Customer Segmentation With SAS and R

If you’re examining the digital purchase journey for your newest customers, you’ll often find yourself asking some questions about them:

How long (in days) did it take my newest customers to convert?
How many visits/sessions did it take my newest customers to convert?
How many products were viewed prior to conversion?

These are the types of questions best explained by grouping the data for each of these metrics into bins, and focusing on the distribution, as opposed to your average. The main reason for this is that frequently a small number your best customers will inflate the averages for your customer file. It’s the classic 80/20 rule in action; where 80% of an e-commerce business is driven by the top 20% of customers.So, instead of stating that the average New Customer took 91.7 days to convert, focus on the fact that 40% of your new customers converted within 7 days of the first visit. What could you do or test to try to get that over 50%? As an added bonus, plotting and visualizing binned data is usually pretty straightforward, which also makes it very easy to present and share with other teams.

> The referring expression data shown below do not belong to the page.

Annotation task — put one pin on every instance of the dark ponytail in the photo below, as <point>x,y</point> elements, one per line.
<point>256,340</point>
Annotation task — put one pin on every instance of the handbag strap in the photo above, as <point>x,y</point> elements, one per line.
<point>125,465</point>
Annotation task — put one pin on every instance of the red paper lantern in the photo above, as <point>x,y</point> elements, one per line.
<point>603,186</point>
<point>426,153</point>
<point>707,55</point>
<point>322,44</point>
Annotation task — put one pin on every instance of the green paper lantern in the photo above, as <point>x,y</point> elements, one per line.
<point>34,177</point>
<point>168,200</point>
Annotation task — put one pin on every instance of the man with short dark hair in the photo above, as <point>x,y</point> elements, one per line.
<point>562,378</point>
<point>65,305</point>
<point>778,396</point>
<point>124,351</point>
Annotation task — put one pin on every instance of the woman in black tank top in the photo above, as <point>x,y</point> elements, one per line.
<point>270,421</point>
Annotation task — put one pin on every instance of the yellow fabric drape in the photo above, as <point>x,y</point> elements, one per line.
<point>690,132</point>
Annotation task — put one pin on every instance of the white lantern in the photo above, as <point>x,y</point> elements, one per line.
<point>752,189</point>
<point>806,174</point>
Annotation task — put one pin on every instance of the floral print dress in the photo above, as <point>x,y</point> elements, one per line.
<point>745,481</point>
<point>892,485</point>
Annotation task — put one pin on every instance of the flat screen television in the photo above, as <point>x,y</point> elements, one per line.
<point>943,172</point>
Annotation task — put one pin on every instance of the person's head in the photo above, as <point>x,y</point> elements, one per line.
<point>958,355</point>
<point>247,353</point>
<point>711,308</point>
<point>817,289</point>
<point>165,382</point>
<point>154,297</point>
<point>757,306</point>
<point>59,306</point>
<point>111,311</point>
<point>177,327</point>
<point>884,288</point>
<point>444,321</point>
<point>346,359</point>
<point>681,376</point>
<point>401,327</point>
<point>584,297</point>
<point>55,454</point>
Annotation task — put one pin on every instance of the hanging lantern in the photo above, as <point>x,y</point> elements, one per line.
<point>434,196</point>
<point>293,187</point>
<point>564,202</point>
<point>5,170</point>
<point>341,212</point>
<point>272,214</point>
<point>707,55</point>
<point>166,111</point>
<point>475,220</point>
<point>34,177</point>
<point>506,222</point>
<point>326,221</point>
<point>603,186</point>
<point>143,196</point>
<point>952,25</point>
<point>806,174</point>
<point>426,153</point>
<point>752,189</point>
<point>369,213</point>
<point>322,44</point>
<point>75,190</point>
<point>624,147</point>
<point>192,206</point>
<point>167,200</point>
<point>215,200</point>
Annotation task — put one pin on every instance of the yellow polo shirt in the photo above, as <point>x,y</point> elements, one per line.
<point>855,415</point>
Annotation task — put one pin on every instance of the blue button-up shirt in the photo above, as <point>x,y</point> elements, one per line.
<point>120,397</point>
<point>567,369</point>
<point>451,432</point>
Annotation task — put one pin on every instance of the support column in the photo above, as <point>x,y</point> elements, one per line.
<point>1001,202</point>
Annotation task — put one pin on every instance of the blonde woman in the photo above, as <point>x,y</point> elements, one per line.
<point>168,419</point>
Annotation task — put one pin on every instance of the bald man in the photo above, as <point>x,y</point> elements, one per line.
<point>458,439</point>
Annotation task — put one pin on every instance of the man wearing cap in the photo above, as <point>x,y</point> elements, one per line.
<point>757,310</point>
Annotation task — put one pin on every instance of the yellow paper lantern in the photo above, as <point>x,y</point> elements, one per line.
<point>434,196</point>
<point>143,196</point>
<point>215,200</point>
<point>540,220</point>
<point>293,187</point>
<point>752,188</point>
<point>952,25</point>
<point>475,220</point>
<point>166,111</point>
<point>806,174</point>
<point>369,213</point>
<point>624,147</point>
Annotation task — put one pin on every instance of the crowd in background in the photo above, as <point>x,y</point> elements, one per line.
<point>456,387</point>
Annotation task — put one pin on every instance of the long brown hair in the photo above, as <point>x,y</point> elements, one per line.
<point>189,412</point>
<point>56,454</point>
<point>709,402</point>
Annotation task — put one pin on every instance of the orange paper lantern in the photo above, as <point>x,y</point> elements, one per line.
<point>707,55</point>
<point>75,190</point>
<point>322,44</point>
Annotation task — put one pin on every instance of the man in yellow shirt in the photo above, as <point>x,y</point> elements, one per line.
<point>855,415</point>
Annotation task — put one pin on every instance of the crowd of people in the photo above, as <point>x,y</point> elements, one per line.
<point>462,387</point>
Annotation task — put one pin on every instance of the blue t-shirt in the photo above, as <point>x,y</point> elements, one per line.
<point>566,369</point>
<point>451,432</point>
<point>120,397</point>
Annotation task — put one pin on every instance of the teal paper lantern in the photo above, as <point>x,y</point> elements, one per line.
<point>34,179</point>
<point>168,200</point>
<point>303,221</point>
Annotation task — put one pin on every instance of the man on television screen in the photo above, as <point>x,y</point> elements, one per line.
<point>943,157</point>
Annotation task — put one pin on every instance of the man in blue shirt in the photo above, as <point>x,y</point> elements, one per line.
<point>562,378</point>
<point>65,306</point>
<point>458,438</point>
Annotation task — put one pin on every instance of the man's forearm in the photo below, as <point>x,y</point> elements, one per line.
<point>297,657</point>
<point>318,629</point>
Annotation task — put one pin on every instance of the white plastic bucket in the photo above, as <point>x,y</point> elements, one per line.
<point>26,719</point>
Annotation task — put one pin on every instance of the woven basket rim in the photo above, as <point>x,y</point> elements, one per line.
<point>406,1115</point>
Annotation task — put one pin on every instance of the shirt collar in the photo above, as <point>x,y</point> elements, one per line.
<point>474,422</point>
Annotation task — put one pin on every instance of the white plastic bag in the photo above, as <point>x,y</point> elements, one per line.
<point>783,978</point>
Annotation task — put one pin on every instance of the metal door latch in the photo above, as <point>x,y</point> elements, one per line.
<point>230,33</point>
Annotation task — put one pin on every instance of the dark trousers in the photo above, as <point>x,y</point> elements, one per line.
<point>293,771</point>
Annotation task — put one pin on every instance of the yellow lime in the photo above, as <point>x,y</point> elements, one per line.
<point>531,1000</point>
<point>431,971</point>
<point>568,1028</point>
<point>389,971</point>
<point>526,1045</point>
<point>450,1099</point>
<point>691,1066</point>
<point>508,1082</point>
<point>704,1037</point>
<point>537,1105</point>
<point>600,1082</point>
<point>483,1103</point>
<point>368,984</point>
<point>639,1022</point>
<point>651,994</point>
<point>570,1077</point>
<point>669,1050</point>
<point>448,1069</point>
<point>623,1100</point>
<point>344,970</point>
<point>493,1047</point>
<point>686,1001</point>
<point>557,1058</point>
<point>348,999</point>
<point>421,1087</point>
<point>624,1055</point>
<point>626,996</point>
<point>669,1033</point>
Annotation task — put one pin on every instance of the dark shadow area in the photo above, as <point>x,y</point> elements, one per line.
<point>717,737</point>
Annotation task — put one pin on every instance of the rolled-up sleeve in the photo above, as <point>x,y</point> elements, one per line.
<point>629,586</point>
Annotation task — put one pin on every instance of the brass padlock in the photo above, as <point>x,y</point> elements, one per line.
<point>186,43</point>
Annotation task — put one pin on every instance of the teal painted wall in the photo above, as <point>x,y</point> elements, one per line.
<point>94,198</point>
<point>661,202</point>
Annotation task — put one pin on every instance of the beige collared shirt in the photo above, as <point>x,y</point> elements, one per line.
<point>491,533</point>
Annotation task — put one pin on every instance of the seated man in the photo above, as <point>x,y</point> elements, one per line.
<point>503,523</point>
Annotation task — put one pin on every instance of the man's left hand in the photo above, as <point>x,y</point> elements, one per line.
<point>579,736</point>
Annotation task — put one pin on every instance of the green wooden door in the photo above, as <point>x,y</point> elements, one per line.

In data analysis, you frequently find yourself counting things. In e-commerce, you count sessions, conversions, cookies, % to Product Detail, etc. For an example of binning, if you wanted to get a sense of how frequently your customers are visiting your site, you could start by defining a format in SAS, which breaks out bins for the number of visits to your site. Then, you can use the format= option in Proc SQL to tell apply the bins to your visitors.

proc format;
     value visitfmt;
     low - 0 = '0 Visits'
     1       = '1 Visit'
     2-4     = '2-4 Visits'
     5-9     = '5-9 Visits'
     10-high = '10+ Visits'
     ;
run;

proc sql;
    create table work.visitors as select
        cookie_id,
        count(distinct session_id) as visits format=visitfmt.,
    from mylib.session_data
group by cookie_id;
quit;

Then, once you have your visitors table created, if someone wants to know what % of your visitors visited more than 10 times, just use Proc Freq:

proc freq data=work.visitors order=freq;
   tables visits;
run;

With this one statement we can very easily understand how frequently, or infrequently, a group of customers are visiting your site. You could then tweak your query to look at features such as number of visits before or after first purchase, and apply the same format. Metrics like this will allow you to see how many sessions the majority of your customers take to convert, as well as how frequently they are returning after first purchase. This is useful (and actionable) information. If it’s taking most of your customers 10 or more sessions to convert, there are certainly testing opportunities in your checkout funnel to try to improve conversion. If your customers are making their first purchase and never returning to the site, you now know you can reengage these segments via marketing channels to get them to return.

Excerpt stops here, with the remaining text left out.